I probed it further. “Kronitis must know about the hash you guys have been handling.”

“For God’s sake, don’t go and tell him,” Kirk said. “You’ll have me out of a job.” He meant it.

Beside us on the floor the blond boy began to stir a little. He groaned. I looked down at him. My legs were beginning to tremble. Partly from holding my back so tight against the wall.

“I guess I might as well be going,” I said. “His anesthetic seems to be wearing off.” I grinned at Kirk. “Unless you want me to put him to sleep again and talk more.”

He didn’t answer me. He just looked down at the boy, apparently lost in thought. Then he shook his head.

“But get one thing straight,” I said. “I’m no agent. I’m a private detective. I’ve been hired by a client to find out who killed Girgis Stourkos, and that’s what I’m trying to do. I don’t give a damn about anything else.”

“It’s easy enough to guess your rich client,” Kirk said with a leer. “Chantal von Anders’s been screwing Girgis for over a year. I know all about that.”

I shook my head. “Wrong guess. Anyway, I never tell who my clients are.”

“Well, I’d like to find out who killed Girgis, too. I’d like to help you. Why do you think I’m talking to you?”

I wanted to laugh. But I was afraid of what it would do to my side. I was remembering when he had had the gun, and the drop, and the upper hand. Some help. “I ought to break your jaw with this,” I said, pulling the Luger out of my belt again. “I’ll leave it up on the wheel housing for you, instead.”

I pushed the blond boy out of the way with my foot to get the door open. The movement sent a pain shooting through my side again. It suddenly occurred to me that if Kirk had wanted to talk longer, I couldn’t have done it anyway. I opened the door and looked back at them.

“Hey, no hard feelings, hey?” Kirk said. He rubbed his neck. “You’re a tough hombre. You hurt my neck.”

“What do you think you did to my jaw?” I said. “No. No hard feelings,” I lied. I shut the door behind me.

Up on deck I ejected the magazine from the Luger, and looked at it. It was full except for one. I drew back the elbow-type receiver, and a shell popped out onto the wheel housing. He had had it loaded, all right. I left the three objects on the housing.

When I climbed down over the stern to the skiff, I thought I wasn’t going to make it. It was all I could do not to groan out loud. When I sculled the skiff back in, standing up, the lights of the taverna danced wildly in front of my eyes. I gritted my teeth and kept sculling.

After I tied the skiff, I walked quietly through the still-rioting late drinkers at the taverna and went home and went to bed. I wouldn’t be any good to Chantal or anybody else, this night.

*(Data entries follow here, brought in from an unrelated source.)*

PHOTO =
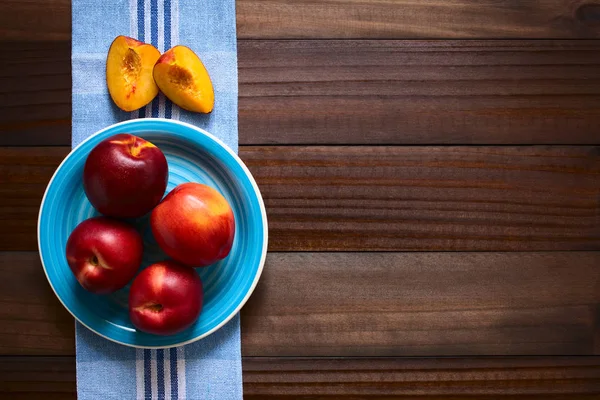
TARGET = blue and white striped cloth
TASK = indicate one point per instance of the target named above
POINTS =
(210, 368)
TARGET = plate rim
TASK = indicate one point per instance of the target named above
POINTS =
(256, 191)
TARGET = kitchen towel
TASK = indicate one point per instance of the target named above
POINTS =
(211, 367)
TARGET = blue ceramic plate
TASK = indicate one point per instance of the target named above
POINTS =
(193, 156)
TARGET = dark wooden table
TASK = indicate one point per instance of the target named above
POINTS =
(431, 171)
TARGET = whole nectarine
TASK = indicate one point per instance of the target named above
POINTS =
(104, 254)
(125, 176)
(194, 225)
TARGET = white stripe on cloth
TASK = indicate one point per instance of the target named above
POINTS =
(161, 26)
(167, 368)
(174, 42)
(153, 375)
(139, 373)
(181, 372)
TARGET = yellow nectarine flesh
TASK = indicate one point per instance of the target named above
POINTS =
(182, 77)
(129, 68)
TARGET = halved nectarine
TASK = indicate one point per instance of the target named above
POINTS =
(182, 77)
(129, 68)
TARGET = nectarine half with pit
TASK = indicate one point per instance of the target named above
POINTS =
(194, 225)
(129, 67)
(182, 77)
(125, 176)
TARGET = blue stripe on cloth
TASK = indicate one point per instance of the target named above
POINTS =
(167, 24)
(147, 375)
(168, 104)
(160, 373)
(154, 23)
(173, 362)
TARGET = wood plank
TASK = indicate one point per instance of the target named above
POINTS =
(320, 378)
(397, 19)
(400, 19)
(35, 93)
(429, 198)
(419, 92)
(368, 304)
(358, 92)
(382, 198)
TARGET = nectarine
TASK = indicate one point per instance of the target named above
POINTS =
(129, 67)
(182, 77)
(125, 176)
(104, 254)
(194, 225)
(165, 298)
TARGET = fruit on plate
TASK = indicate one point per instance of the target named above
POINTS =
(129, 66)
(182, 77)
(165, 298)
(194, 225)
(125, 176)
(104, 254)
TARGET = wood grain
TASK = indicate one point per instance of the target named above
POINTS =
(358, 92)
(382, 198)
(397, 19)
(321, 378)
(429, 198)
(368, 304)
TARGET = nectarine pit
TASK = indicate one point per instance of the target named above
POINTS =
(181, 77)
(94, 260)
(131, 67)
(154, 307)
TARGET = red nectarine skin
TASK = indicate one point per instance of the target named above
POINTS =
(125, 176)
(194, 225)
(165, 298)
(104, 254)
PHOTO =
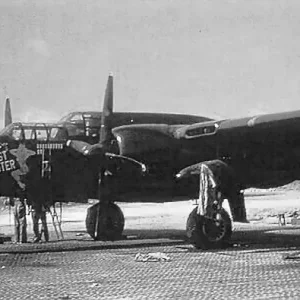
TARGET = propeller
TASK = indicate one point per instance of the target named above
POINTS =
(7, 116)
(105, 132)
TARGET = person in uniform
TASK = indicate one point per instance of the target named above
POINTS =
(39, 210)
(19, 219)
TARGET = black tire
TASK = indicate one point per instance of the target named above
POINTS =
(105, 223)
(204, 234)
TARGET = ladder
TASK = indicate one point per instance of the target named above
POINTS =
(46, 171)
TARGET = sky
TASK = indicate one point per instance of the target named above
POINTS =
(217, 58)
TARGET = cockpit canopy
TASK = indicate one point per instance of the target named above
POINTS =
(35, 131)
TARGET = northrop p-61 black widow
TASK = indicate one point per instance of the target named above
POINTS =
(147, 157)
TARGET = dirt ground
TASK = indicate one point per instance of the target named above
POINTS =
(263, 207)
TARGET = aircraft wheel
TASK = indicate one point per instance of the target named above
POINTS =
(105, 221)
(206, 233)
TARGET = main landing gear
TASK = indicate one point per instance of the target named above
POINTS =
(206, 233)
(105, 221)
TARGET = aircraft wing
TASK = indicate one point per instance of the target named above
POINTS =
(139, 140)
(277, 123)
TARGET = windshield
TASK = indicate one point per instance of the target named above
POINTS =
(72, 117)
(7, 130)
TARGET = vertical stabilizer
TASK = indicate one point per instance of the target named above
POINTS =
(8, 116)
(105, 134)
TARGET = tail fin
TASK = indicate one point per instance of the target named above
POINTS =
(8, 116)
(107, 111)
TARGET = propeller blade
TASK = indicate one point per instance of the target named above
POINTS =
(8, 115)
(105, 134)
(85, 148)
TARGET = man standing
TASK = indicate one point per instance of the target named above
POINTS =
(19, 219)
(39, 210)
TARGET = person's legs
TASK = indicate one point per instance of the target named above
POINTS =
(35, 221)
(45, 227)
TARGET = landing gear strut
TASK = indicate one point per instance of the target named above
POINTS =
(105, 221)
(206, 233)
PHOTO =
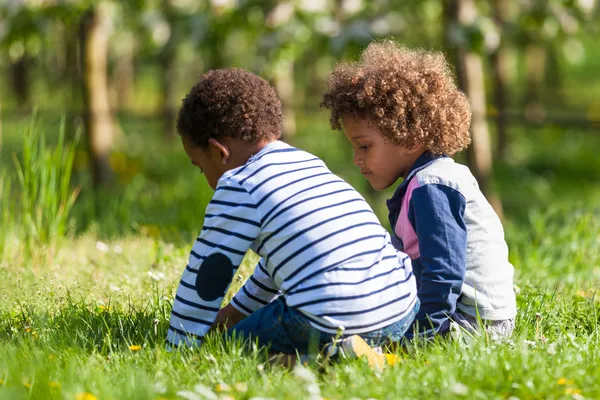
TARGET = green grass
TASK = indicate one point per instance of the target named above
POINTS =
(70, 324)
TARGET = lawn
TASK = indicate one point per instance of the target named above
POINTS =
(83, 315)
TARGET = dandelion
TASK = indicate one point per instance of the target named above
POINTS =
(562, 381)
(459, 389)
(241, 387)
(222, 387)
(114, 287)
(103, 247)
(85, 396)
(156, 276)
(391, 359)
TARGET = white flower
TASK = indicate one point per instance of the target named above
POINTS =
(205, 392)
(459, 389)
(103, 247)
(157, 276)
(304, 374)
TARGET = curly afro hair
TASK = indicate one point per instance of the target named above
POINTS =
(409, 94)
(230, 102)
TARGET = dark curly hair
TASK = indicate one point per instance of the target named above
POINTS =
(409, 94)
(230, 102)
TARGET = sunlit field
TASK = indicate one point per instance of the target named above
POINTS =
(84, 307)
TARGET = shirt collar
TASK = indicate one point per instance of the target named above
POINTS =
(422, 162)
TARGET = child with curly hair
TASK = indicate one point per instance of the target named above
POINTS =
(405, 118)
(327, 263)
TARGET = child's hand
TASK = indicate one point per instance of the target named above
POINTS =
(227, 317)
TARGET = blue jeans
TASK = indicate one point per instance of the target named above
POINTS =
(286, 330)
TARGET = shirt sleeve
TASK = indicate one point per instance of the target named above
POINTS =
(257, 291)
(231, 224)
(436, 213)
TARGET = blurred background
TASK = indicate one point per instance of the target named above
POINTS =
(107, 78)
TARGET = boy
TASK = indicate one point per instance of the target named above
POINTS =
(322, 247)
(405, 117)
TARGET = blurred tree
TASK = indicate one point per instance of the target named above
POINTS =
(500, 60)
(466, 38)
(97, 115)
(548, 32)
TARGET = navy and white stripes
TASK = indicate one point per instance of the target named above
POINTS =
(321, 245)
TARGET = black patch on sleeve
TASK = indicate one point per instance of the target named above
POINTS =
(214, 275)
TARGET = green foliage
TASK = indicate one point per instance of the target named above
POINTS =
(5, 213)
(44, 176)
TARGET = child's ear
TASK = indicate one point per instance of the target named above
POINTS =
(222, 149)
(415, 148)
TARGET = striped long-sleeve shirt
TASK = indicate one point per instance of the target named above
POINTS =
(322, 247)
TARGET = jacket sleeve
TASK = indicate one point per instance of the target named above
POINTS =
(436, 213)
(231, 225)
(258, 290)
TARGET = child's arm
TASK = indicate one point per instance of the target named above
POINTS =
(257, 291)
(436, 213)
(231, 224)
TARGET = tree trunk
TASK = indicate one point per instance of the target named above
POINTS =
(97, 114)
(19, 71)
(124, 74)
(0, 123)
(469, 68)
(168, 74)
(284, 85)
(535, 66)
(501, 73)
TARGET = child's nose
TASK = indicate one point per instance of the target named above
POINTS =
(358, 161)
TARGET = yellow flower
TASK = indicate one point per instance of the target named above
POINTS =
(54, 385)
(241, 387)
(392, 359)
(222, 387)
(150, 230)
(85, 396)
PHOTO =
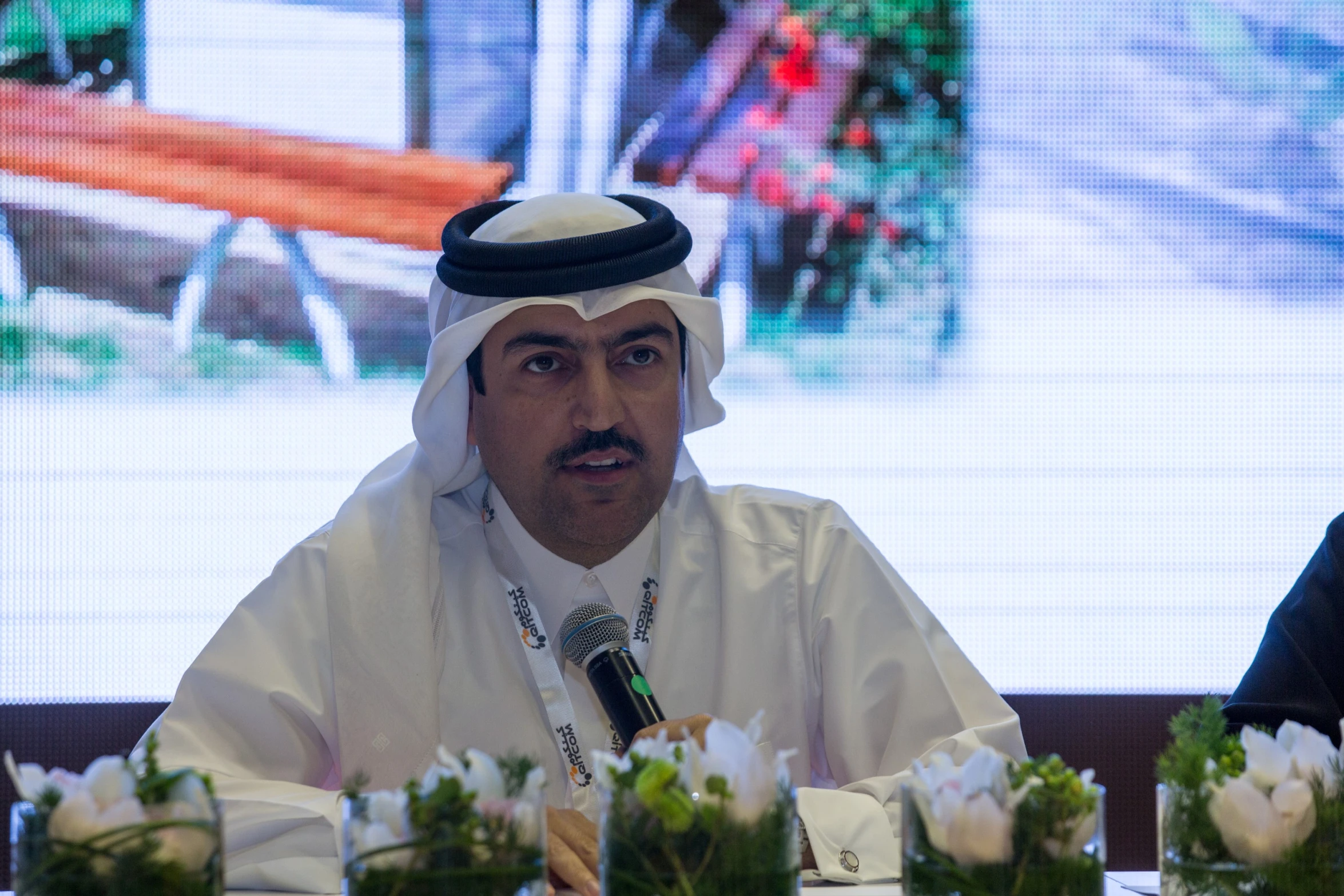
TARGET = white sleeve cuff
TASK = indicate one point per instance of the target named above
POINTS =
(851, 836)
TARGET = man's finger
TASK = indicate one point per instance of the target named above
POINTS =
(578, 833)
(677, 728)
(566, 866)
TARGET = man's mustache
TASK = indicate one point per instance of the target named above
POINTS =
(592, 441)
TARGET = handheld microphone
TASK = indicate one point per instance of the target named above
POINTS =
(597, 640)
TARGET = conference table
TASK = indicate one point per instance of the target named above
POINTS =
(1119, 883)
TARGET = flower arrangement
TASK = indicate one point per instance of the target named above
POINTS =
(472, 827)
(124, 825)
(1253, 816)
(679, 820)
(999, 828)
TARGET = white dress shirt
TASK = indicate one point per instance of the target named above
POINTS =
(769, 601)
(558, 586)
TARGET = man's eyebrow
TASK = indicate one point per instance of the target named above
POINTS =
(540, 339)
(636, 333)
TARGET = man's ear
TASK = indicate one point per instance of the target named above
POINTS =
(471, 416)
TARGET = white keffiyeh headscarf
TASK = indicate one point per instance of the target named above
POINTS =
(382, 560)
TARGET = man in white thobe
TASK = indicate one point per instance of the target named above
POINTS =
(571, 351)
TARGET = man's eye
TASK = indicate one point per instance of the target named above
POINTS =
(540, 364)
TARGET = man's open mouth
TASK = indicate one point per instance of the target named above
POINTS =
(609, 464)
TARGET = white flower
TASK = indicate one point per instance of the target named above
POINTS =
(1315, 756)
(483, 777)
(78, 818)
(389, 808)
(733, 752)
(189, 845)
(534, 785)
(383, 824)
(659, 747)
(980, 832)
(29, 779)
(190, 791)
(378, 836)
(527, 821)
(109, 779)
(1270, 808)
(1268, 760)
(1258, 828)
(607, 764)
(448, 766)
(968, 810)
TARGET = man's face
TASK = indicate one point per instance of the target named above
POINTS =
(581, 422)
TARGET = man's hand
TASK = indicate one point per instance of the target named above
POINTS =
(677, 728)
(571, 844)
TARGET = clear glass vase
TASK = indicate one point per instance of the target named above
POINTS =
(163, 856)
(713, 856)
(1184, 874)
(499, 852)
(931, 872)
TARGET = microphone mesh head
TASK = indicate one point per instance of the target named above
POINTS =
(588, 628)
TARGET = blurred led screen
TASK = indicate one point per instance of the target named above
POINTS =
(1047, 294)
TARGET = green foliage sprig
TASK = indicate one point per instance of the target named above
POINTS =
(1055, 804)
(661, 839)
(454, 847)
(118, 862)
(1202, 755)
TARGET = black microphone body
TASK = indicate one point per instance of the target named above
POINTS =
(624, 692)
(597, 639)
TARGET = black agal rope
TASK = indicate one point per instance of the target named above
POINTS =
(555, 266)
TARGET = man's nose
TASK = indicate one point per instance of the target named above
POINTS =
(598, 405)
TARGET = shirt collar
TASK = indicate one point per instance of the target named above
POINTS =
(559, 585)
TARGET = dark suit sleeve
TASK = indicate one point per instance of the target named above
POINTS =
(1299, 670)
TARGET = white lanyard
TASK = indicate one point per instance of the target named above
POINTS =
(540, 657)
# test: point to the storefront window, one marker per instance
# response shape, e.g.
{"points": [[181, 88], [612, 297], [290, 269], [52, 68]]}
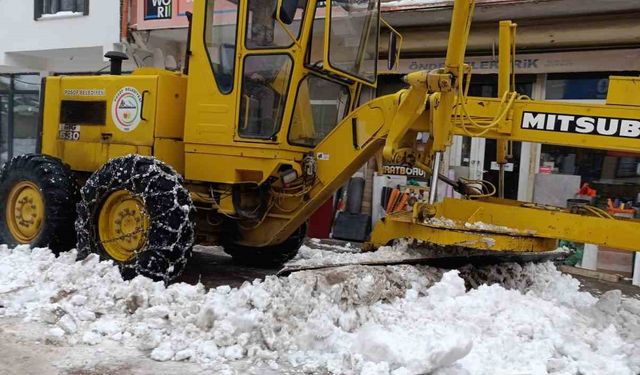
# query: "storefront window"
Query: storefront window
{"points": [[575, 88], [19, 114], [25, 123], [353, 37], [4, 128], [613, 174]]}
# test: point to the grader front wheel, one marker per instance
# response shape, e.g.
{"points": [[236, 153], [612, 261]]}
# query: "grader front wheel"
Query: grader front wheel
{"points": [[136, 211], [38, 195]]}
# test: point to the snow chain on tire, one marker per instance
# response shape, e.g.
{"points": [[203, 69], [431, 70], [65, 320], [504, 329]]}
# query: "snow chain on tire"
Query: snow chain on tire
{"points": [[170, 235], [59, 192]]}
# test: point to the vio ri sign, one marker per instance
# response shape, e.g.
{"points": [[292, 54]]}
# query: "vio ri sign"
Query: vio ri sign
{"points": [[158, 9]]}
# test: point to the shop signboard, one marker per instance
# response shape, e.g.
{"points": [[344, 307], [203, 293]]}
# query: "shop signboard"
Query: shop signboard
{"points": [[172, 14], [158, 9], [559, 62], [184, 6]]}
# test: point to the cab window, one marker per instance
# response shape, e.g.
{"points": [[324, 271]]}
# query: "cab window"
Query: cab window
{"points": [[265, 84], [220, 40], [263, 31], [320, 105]]}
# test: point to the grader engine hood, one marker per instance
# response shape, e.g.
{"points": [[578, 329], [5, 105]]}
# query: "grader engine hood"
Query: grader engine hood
{"points": [[89, 120]]}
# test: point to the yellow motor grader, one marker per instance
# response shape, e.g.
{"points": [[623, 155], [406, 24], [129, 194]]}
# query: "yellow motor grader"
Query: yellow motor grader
{"points": [[265, 123]]}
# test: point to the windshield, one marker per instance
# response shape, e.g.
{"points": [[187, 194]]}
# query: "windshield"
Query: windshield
{"points": [[353, 39]]}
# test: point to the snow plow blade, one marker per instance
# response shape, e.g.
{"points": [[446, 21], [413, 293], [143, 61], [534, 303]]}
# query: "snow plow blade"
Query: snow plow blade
{"points": [[513, 226], [441, 257]]}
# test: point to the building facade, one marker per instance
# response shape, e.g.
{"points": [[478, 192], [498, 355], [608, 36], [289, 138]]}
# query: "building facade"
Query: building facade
{"points": [[44, 37]]}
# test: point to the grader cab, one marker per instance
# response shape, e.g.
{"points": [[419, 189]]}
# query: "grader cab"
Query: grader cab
{"points": [[263, 125]]}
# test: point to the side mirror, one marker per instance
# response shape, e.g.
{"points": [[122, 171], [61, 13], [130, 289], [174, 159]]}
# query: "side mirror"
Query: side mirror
{"points": [[393, 51], [287, 11]]}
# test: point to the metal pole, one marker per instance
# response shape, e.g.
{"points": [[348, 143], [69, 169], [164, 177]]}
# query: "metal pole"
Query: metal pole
{"points": [[434, 177]]}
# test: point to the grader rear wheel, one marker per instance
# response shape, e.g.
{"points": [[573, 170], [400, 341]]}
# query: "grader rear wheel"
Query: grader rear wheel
{"points": [[39, 195], [135, 211]]}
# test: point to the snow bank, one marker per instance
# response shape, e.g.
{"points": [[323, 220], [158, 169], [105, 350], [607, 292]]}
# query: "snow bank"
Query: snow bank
{"points": [[351, 320]]}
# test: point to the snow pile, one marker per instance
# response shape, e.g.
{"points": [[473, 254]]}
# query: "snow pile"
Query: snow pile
{"points": [[351, 320]]}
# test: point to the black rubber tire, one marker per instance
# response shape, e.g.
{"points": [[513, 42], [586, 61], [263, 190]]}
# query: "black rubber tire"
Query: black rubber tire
{"points": [[269, 256], [59, 192], [170, 235]]}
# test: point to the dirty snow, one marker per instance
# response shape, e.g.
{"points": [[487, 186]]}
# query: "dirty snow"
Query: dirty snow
{"points": [[352, 320]]}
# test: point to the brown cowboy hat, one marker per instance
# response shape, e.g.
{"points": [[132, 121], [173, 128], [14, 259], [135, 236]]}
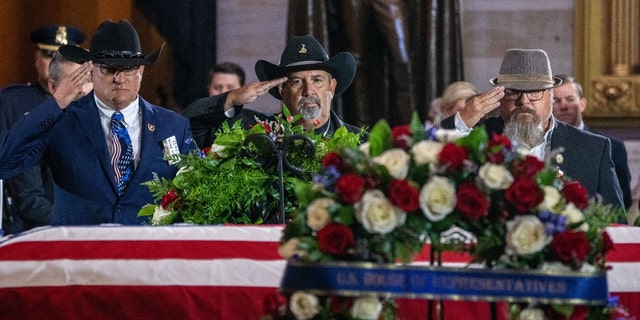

I had been beaten unconscious, rib-kicked, shot at and missed, then beaten nearly unconscious again on the jaw until I could hardly touch it, and then threatened with killing. I had certainly earned my pay from Kronitis today, even if I hadn’t found out anything significant. What else could happen to me?

What else could happen to me was that I couldn’t sleep. Whenever I moved the pain in my side woke me. My whole side was hot with fever when I touched it.

I passed a fitful night, as they say in the newspapers about sick Presidents and other world leaders. Nobody came by and wrote it up.